Ciramella and Malhorta make slight alterations to Hill’s narrative, but it’s fundamentally the same: Private Mallory Grennan has returned home from Abu Ghraib prison, Iraq, determined to start a new life, away from its horrors, hoping she can somehow extinguish her guilt. Abu Ghraib is infamous for its violation of human rights; prisoners there were tortured, sodomized and sexually abused by military police personnel of the United States Army and the Central Intelligence Agency. Grennan participated in these acts; she drew neither pleasure, nor displeasure from her actions. It was her job, it was what she signed up for, and ultimately, when you’re marooned in that world for an elongated period, the concepts of right and wrong dissipate into simply what is. This was her reality, and Grennan did what she had to. Back home now, Grennan hasn’t been able able to forget, nor forgive, herself for her brutal exploits. And when mysterious envelopes containing blank sheets of paper stained with a thumbprint begin showing up in her mail, at her door, even in her home, she knows it’s her past come back to haunt her – – but Grennan’s got a lot of potential ghosts.

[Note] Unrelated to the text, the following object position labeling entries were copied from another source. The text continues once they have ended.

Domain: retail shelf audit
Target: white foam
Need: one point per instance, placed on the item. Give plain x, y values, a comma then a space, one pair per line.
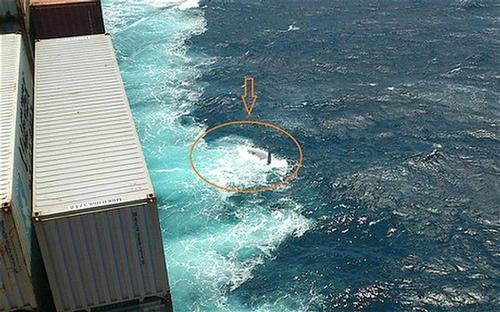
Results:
182, 4
230, 164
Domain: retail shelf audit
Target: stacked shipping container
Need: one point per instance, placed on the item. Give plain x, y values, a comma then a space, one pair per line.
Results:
65, 18
94, 209
19, 264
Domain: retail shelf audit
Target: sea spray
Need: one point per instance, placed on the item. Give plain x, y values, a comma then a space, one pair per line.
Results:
212, 243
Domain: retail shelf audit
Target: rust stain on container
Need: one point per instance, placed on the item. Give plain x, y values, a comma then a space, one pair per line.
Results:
65, 18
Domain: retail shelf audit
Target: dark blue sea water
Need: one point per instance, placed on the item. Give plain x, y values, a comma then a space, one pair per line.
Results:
397, 107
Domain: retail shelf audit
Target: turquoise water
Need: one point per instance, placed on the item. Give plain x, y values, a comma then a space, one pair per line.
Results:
212, 244
396, 105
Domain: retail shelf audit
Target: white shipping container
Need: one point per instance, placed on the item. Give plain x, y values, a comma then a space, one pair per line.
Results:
8, 8
16, 116
95, 213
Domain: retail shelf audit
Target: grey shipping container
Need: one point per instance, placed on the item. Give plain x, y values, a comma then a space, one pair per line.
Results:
16, 115
65, 18
95, 213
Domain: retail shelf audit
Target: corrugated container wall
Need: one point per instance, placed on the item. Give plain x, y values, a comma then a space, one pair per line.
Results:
16, 115
8, 9
95, 214
65, 18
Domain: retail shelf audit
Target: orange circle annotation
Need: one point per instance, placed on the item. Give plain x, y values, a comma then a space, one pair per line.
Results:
271, 187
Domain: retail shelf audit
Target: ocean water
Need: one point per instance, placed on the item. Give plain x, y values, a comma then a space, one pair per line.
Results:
397, 107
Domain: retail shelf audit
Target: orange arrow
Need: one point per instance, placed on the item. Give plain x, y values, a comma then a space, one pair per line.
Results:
252, 98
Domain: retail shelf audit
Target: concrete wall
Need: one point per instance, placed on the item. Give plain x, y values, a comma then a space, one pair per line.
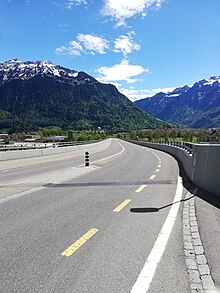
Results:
202, 167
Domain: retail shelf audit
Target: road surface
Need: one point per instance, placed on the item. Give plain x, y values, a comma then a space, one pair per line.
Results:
115, 226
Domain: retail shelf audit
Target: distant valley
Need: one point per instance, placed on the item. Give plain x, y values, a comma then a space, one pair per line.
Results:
196, 106
39, 94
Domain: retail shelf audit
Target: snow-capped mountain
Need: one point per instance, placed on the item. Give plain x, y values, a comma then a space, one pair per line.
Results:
39, 94
15, 69
194, 106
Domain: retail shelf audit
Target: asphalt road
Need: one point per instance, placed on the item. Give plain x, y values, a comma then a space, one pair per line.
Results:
69, 228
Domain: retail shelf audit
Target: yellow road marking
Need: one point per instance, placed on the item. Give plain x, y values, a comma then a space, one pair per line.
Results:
122, 205
140, 188
82, 240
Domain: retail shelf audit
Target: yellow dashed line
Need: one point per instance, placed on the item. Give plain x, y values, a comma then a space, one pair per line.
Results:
140, 188
122, 205
82, 240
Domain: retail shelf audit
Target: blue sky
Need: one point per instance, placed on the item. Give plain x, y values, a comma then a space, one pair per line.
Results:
141, 46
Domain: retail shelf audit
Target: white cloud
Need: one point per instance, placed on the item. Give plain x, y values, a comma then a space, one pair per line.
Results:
87, 44
93, 43
125, 44
120, 10
135, 94
71, 3
120, 72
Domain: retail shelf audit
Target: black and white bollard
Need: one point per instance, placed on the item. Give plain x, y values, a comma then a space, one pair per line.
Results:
86, 159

Hill’s short story paints a bleaker picture of Grennan than Ciramella and Malhorta. She’s harsher, more despicable, and more unlikable than her comic book equivalent. Both stories focus on the effects war has on people; the psychological, PTSD trauma that’s whispered about, but rarely properly spotlighted, and how that can flare up and hinder ex-soldier’s reintegration into society. THUMBPRINT is a psychological thriller with a menacing core. The comic plays into the tropes of the genre more than the short story, purely for conventional storytelling reasons. Hill can afford a nebulous ending, whereas perhaps the graphic storytelling form necessitates a conclusive finale. I preferred Hill’s, but having read the graphic adaptation first, Ciramella and Malhorta’s version is equally satisfying in its own right. Ciramella adeptly deconstructs Hill’s story into a strong script, which Malhorta illustrates with great aplomb. His art style, slightly sketchy with thick inks, is suitably gritty.

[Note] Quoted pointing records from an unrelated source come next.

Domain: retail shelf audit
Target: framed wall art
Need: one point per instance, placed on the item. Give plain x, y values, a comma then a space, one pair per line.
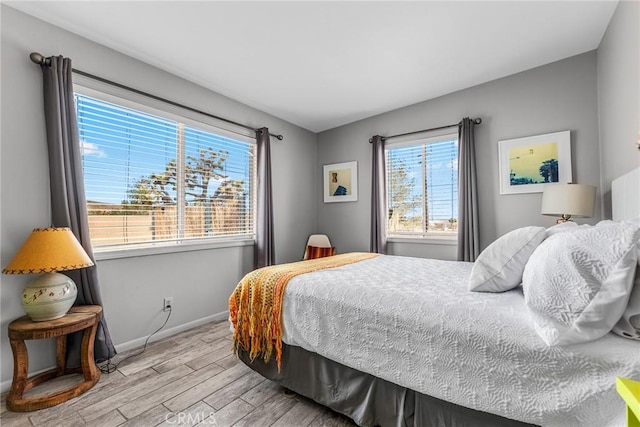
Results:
340, 182
528, 164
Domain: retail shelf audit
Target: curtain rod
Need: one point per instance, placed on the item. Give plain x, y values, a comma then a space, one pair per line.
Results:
475, 121
39, 59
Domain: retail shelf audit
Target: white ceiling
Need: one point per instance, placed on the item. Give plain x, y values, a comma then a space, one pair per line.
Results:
324, 64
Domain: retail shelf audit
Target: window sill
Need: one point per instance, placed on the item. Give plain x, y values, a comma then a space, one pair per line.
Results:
169, 248
430, 240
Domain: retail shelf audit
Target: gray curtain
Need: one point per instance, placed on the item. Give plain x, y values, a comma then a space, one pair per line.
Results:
68, 201
264, 249
378, 242
468, 237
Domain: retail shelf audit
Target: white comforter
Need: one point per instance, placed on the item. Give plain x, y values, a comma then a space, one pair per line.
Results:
413, 322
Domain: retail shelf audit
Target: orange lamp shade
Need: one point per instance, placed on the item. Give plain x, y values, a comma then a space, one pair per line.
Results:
47, 250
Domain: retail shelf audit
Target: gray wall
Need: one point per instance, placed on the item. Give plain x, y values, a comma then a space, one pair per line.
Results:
133, 288
555, 97
619, 96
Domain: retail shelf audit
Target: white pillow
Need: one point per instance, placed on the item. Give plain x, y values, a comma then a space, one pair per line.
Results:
576, 285
499, 267
629, 324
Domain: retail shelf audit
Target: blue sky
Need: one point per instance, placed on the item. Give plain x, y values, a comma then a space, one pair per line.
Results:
442, 170
121, 145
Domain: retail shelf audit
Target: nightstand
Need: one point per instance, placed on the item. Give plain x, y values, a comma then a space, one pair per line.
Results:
81, 318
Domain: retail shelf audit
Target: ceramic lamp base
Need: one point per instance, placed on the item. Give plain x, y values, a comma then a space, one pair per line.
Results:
49, 296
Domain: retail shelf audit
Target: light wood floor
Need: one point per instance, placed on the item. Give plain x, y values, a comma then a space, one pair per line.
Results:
188, 379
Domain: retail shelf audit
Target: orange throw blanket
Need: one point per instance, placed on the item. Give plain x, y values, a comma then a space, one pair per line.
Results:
255, 307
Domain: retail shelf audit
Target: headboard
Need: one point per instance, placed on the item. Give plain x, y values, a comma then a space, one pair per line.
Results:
625, 196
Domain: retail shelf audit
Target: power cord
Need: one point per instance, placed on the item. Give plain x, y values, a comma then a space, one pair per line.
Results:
108, 367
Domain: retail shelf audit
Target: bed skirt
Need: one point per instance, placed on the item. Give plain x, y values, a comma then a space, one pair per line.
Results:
368, 400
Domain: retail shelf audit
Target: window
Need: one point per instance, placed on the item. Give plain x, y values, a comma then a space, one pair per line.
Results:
152, 177
422, 187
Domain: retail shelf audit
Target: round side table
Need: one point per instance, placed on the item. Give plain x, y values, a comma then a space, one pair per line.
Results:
80, 318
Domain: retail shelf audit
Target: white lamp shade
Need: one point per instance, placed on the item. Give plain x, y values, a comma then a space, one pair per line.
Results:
569, 199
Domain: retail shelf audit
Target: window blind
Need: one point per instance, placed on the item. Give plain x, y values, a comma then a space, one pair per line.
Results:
151, 179
422, 186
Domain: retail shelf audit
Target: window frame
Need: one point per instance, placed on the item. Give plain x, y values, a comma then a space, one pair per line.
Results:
113, 94
433, 237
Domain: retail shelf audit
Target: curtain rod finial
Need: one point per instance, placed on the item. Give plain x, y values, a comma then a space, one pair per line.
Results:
37, 58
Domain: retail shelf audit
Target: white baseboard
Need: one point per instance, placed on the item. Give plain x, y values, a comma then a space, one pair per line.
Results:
139, 342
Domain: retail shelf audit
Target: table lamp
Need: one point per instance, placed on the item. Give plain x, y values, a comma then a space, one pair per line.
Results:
49, 250
567, 200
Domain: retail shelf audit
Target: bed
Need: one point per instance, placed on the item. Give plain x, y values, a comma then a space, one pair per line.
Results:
396, 341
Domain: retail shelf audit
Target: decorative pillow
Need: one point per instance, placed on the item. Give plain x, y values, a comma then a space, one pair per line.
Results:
629, 324
314, 252
577, 285
500, 266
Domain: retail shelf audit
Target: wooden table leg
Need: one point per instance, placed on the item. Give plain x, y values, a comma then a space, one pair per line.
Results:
20, 371
87, 362
61, 353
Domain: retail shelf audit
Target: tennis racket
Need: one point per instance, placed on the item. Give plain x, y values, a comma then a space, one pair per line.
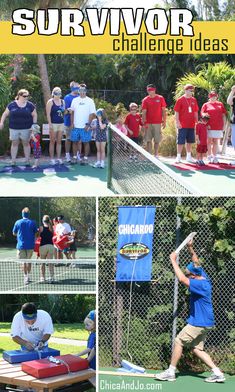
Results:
185, 242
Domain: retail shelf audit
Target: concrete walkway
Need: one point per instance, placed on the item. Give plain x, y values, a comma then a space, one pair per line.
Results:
71, 342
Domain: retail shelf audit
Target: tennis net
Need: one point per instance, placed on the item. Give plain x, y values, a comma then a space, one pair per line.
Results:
132, 170
48, 275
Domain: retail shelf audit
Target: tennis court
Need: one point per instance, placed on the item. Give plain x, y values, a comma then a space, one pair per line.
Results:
134, 171
193, 382
68, 276
74, 180
9, 252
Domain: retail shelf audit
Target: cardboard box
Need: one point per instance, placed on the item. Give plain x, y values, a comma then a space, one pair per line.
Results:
44, 368
17, 356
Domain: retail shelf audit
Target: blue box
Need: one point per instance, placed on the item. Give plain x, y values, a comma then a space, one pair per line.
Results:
18, 356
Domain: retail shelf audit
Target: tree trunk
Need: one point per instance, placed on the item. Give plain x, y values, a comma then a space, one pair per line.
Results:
44, 77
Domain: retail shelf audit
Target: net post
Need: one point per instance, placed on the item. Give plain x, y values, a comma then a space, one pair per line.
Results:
110, 157
176, 282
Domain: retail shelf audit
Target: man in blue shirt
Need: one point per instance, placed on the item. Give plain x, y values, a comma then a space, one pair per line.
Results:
74, 86
25, 230
200, 320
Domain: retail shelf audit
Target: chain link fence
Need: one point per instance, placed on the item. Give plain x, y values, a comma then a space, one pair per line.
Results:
141, 326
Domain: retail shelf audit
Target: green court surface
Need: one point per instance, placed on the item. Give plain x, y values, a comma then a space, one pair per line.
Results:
77, 181
208, 182
7, 252
73, 276
193, 382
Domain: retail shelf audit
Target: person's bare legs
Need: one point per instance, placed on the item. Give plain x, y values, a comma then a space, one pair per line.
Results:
156, 146
204, 357
86, 149
52, 144
14, 149
177, 354
149, 147
98, 148
59, 135
26, 147
209, 147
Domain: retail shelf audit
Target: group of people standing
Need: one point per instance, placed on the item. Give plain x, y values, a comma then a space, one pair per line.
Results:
47, 238
206, 129
77, 118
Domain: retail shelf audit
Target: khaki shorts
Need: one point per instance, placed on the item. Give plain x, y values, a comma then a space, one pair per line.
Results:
46, 251
57, 127
193, 337
67, 131
153, 132
24, 253
17, 134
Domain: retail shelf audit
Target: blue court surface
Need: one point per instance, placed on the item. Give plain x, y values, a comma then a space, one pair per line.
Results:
59, 180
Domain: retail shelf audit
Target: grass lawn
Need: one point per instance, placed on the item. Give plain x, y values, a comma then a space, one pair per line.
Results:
67, 331
6, 343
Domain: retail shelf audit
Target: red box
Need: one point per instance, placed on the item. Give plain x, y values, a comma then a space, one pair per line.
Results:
44, 368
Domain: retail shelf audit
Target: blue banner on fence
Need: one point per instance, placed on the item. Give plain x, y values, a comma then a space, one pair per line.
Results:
135, 237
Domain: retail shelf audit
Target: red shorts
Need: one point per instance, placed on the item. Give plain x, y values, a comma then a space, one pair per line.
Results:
202, 148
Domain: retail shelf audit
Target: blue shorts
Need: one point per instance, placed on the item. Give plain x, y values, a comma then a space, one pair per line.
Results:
80, 135
186, 135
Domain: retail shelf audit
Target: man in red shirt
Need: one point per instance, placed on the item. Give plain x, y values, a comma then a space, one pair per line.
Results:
153, 117
133, 122
186, 116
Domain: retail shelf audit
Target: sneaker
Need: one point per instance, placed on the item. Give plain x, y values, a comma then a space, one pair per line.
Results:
74, 160
190, 160
27, 163
165, 376
210, 158
214, 378
51, 280
178, 160
97, 164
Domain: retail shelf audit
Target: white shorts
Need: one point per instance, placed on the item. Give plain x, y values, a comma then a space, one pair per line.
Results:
214, 134
17, 134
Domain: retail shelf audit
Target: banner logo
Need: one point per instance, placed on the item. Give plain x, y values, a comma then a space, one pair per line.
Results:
134, 251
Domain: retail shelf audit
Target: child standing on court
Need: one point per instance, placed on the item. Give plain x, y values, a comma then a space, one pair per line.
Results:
133, 123
35, 144
100, 124
201, 138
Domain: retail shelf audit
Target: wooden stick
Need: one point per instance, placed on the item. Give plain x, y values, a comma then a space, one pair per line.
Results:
110, 373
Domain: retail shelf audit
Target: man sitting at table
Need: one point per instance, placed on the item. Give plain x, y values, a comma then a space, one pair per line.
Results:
31, 328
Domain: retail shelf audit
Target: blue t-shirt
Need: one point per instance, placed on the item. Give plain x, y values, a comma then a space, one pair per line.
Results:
57, 113
91, 344
68, 100
201, 309
25, 230
20, 118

THUMBPRINT, in both its incarnations, is a powerful character study. It’s a short read, but of the highest quality; another reminder that I need to delve into Hill’s longer prose as soon as possible. The comic and prose story have their own merits, and presented together in one volume, this is a fantastic package for any reader looking for a quick, powerful story about war and its impact.